Reinhart is back in the US from WWII, and the America he returns to lacks morality and honesty. Americans were asked to aid the war effort by economizing - cars, houses, meat were in short supply, and here, at this juncture, is where Reinhart merges back into his community. Jobs and housing are in short supply; the country is teetering on a recession. Reinhart's friends and family do not seem to value education; everyone seems to be focused on making money. American consumer culture, government, business - Reinhart finds that all are corrupt. He is constantly thinking about the clothes he wears, the car he drives, the house he lives in. These things exert their control over him; in an effort to get and keep them, he sacrifices honesty. He seems helpless to resist, despite being on a search for a legitimate life, and his foil in the novel is Claude Humbold, who he hated as a child but who becomes like a father figure. As Reinhart expands into his life and community, Claude seems to recede. Bizarrely Reinhart and Claude seem to merge into one - Reinhart wears suits from the same shop, drives Claude's car, sits in Claude's office, lives in Claude's house. Humbold seems to represent success in this new America, so Reinhart's move into Claude's life seems to indicate that Reinhart has achieved something, although through no virtue or character of his own.
This duality is a thread throughout the novel. Truth vs illusion. Love vs hate. Gen vs Carl. Reinhart vs Humbold. Black vs white. Man vs woman.

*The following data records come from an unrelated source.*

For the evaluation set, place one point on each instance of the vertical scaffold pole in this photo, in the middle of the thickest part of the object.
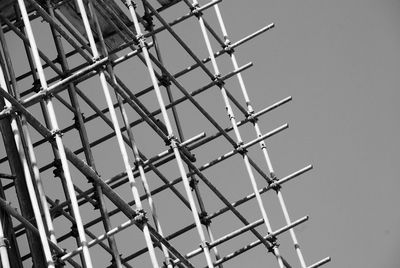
(3, 246)
(232, 119)
(29, 181)
(57, 135)
(117, 130)
(173, 143)
(250, 112)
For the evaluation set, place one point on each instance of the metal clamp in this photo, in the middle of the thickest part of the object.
(240, 149)
(228, 46)
(140, 217)
(218, 80)
(195, 10)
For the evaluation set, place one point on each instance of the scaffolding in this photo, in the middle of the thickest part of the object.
(123, 147)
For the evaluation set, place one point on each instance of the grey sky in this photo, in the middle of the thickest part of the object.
(340, 61)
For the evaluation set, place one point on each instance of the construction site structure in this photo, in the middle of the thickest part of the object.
(129, 139)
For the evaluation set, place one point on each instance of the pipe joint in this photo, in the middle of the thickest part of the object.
(195, 10)
(218, 80)
(240, 148)
(140, 217)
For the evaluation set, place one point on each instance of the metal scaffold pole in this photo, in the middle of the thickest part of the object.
(124, 144)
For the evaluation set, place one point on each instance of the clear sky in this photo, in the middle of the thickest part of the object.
(340, 61)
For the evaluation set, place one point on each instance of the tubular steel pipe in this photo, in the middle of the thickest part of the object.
(55, 129)
(170, 133)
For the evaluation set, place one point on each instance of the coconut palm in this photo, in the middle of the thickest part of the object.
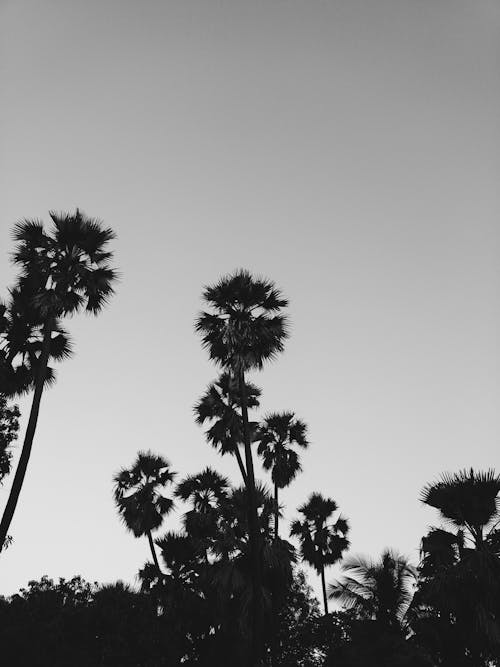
(62, 271)
(381, 591)
(9, 427)
(138, 496)
(278, 434)
(468, 500)
(460, 567)
(221, 405)
(243, 329)
(21, 343)
(322, 540)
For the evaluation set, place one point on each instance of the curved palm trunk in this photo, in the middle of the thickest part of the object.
(255, 655)
(323, 584)
(28, 438)
(153, 552)
(276, 511)
(240, 464)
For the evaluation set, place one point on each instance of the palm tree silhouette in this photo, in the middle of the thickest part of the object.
(62, 273)
(9, 427)
(460, 567)
(21, 343)
(278, 434)
(321, 543)
(245, 328)
(221, 405)
(381, 591)
(138, 497)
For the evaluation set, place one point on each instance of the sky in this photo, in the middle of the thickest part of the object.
(348, 150)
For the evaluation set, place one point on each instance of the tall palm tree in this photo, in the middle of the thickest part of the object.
(63, 272)
(221, 405)
(278, 434)
(243, 329)
(21, 343)
(380, 591)
(467, 500)
(460, 566)
(322, 541)
(138, 497)
(9, 427)
(205, 490)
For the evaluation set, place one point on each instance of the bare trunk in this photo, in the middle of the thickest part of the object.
(254, 534)
(240, 463)
(276, 511)
(28, 438)
(153, 552)
(323, 584)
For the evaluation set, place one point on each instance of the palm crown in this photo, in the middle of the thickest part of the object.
(379, 591)
(322, 541)
(21, 342)
(68, 269)
(468, 499)
(138, 496)
(278, 434)
(205, 490)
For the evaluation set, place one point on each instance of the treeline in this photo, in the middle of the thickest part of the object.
(227, 587)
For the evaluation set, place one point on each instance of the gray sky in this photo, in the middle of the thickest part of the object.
(348, 150)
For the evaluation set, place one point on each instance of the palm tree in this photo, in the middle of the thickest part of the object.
(221, 405)
(380, 591)
(245, 328)
(322, 542)
(277, 436)
(467, 500)
(62, 272)
(9, 427)
(138, 496)
(21, 343)
(460, 567)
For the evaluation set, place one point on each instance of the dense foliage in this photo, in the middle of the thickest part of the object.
(227, 588)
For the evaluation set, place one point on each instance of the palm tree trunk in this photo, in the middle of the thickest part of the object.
(240, 463)
(276, 511)
(153, 552)
(255, 654)
(28, 438)
(323, 584)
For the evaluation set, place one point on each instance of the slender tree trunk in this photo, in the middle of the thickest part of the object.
(240, 463)
(323, 584)
(256, 651)
(28, 438)
(276, 511)
(153, 552)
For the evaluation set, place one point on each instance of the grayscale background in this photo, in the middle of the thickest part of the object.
(350, 151)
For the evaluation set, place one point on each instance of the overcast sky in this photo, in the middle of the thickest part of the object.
(350, 151)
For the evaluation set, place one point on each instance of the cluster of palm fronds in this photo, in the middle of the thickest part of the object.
(226, 586)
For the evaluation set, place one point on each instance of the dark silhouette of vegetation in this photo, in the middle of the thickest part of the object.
(138, 498)
(322, 541)
(9, 428)
(459, 583)
(225, 588)
(245, 328)
(61, 273)
(277, 436)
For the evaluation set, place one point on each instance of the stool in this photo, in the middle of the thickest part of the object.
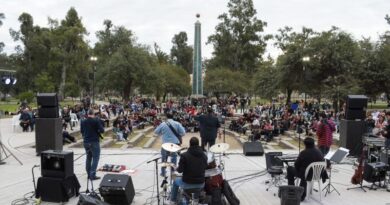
(191, 195)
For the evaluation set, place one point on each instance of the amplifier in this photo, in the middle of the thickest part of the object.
(57, 164)
(53, 189)
(117, 189)
(47, 99)
(375, 172)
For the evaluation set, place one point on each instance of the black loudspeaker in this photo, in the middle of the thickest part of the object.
(253, 149)
(48, 112)
(56, 189)
(356, 102)
(385, 158)
(355, 114)
(351, 133)
(117, 189)
(375, 172)
(47, 100)
(48, 134)
(57, 164)
(89, 200)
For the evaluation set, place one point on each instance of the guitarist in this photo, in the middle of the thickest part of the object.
(170, 131)
(193, 165)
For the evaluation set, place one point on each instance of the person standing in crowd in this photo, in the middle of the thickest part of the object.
(307, 156)
(25, 120)
(193, 165)
(171, 132)
(91, 128)
(209, 127)
(325, 130)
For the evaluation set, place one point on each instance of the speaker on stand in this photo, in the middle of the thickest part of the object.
(58, 182)
(48, 128)
(353, 127)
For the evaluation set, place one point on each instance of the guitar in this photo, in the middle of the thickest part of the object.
(357, 178)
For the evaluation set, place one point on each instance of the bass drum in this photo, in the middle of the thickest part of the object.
(211, 164)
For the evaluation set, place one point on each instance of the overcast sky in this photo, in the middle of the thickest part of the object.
(158, 20)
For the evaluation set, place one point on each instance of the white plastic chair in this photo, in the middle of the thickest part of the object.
(16, 123)
(317, 168)
(73, 119)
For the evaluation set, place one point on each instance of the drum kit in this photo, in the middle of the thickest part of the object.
(212, 168)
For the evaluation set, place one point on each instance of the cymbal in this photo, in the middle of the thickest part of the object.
(170, 147)
(167, 164)
(219, 148)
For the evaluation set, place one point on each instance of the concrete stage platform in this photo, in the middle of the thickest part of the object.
(16, 180)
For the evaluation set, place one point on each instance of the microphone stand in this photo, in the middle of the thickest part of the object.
(157, 186)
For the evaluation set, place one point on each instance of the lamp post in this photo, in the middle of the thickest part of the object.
(93, 59)
(305, 59)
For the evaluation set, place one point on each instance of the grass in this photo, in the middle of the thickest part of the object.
(12, 105)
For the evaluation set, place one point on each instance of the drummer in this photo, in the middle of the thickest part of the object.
(193, 165)
(168, 136)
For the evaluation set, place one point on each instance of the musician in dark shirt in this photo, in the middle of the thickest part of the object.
(386, 132)
(309, 155)
(192, 164)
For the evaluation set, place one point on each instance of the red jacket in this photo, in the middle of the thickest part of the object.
(325, 133)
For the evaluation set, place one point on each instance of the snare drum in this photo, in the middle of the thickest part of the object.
(211, 160)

Things happen to Reinhart; he does not initiate the major actions of the novel but fills a void left by someone else. He seems to be largely along for the ride; at the beginning of the novel he sits near the phone, waiting for a beautiful woman or head hunter to call. "Rein" translates to straight and honest, uncorrupted - Reinhart is a straight man w/ love in his heart facing an America that will chew him to shreds. In his bizarre spontaneous (often drunken) speaking engagements, he preaches the golden rule: "Above all, do no harm and always uphold the dignity of human life." He explains that we are in a world, a community that we didn't choose, a dreary mistake, but we might as well try to love: "perhaps we should try loving even that dreariness and then it wouldn't be so bad, or at least we can see that...life is interesting." He is a lover, not a fighter, as one other natural response to a dreary environment is to fight against it. And this is a society that values the fighter, so Reinhart feels throughout the novel a deep inadequacy and despair and alienation. Despite this inadequacy, however, he loves life, he finds ways to embrace the twists of fate that take him from one hilarious scene to the next. He charms the reader.

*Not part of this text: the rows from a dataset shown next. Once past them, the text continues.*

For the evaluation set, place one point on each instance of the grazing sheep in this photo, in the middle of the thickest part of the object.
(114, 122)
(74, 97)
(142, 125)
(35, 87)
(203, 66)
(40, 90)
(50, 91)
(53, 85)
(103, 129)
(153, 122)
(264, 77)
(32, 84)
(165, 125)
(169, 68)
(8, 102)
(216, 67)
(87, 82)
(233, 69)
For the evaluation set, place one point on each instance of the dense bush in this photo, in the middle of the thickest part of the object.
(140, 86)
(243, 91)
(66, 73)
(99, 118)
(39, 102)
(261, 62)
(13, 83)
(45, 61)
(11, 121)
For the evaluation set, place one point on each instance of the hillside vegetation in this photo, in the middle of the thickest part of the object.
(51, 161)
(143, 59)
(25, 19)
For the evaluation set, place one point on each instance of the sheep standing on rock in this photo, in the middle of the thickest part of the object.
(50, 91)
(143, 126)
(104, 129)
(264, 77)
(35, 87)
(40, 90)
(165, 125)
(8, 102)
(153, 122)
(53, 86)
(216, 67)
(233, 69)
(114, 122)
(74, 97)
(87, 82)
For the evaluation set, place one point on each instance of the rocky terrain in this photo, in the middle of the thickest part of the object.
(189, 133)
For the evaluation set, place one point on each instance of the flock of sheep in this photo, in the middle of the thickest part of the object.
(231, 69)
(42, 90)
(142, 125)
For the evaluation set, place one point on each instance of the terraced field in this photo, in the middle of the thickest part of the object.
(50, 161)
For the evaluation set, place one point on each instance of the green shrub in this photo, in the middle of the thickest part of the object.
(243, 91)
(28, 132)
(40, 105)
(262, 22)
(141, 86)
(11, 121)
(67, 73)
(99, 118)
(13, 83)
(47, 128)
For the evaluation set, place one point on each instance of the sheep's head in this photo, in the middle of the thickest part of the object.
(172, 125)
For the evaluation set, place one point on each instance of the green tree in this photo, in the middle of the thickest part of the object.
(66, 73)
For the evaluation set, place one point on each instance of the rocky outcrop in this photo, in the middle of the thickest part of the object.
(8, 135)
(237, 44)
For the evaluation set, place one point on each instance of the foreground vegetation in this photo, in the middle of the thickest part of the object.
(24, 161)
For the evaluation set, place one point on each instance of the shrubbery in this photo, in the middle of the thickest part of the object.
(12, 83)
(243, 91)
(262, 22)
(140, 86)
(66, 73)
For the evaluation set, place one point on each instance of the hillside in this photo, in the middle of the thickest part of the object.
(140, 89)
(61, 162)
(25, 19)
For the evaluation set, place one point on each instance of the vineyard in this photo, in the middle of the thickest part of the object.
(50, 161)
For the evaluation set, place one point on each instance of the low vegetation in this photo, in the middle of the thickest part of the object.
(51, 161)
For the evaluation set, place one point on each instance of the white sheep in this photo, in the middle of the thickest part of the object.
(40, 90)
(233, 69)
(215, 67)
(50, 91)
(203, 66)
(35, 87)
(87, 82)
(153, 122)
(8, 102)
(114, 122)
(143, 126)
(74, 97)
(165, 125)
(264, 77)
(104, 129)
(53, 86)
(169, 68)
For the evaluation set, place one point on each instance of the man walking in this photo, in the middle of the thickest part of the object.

I give this book three rather than four stars because of the unease I felt at how Berger handled the women in the novel. Why is this never written about in literary journals? Maybe I'm missing something; maybe Reinhart's thoughts are just his, a building of his character, but he is our protagonist. His women have power but they are largely calculating.
(Reinhart's father may in fact be the most ethical character of the bunch.)